CAPITULO V: Amor e Amores: interações afetivas na comunidade Surda.

5.1 O surdo e a relação com a família.

Ainda há outras questões, como a familiar, a serem analisadas, para que se possa voltar à questão de afeto e construção de relações amorosas para e entre os surdos. Em meus mais de doze anos convivendo com surdos, primeiro como amigo, depois como profissional que atua na área, na educação de surdos, tive oportunidade de conhecer e ver de perto muitas famílias de pessoas surdas. Nesta pesquisa trabalho com onze (11) surdos e em dez (10) famílias destes, os ouvintes não sabem e nunca estudaram Libras para se comunicarem com seus filhos e filhas surdas. Este é o primeiro ponto a ser considerado: a comunicação dentro de casa. Durante todo este trabalho, foi uma constante, na fala dos surdos: ―minha família não sabe língua de sinais‖.

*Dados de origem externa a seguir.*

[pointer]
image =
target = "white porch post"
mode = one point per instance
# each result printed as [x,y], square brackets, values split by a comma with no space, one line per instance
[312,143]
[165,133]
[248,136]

A grande exceção destas trajetórias é a de Gabriel, pois, tem em sua família um suporte muito forte de interação, comunicação e que foi responsável por sua autonomia hoje. Diferente de outros surdos, filhos de pais ouvintes, Gabriel usa Libras em casa naturalmente, com sua mãe, pai e irmãos. Demonstrando que é

possível a socialização mesmo quando a língua entre as pessoas é diferente, mesmo quando as demais famílias pensam não ser possível.

Sendo assim, iniciarei as reflexões tecendo análises sobre o processo interacional de pessoas surdas em suas famílias. E para tal, é necessário entender como surdos desenvolvem sua linguagem e, por conseguinte, uma língua que será, como para qualquer individuo, a base de sustentação, para seu desenvolvimento cognitivo, social, afetivo, educacional e individual.

Retomarei então alguns trechos das entrevistas com os interlocutores surdos, trazendo somente momentos em que falam de suas vivências em casa, com seus pais, familiares como um todo. Para então a partir daí tecer análises, sob a ótica da interação destes.

Figura 54: cartoon

Fonte: arquivo de pesquisa. Ronaldo Manassés.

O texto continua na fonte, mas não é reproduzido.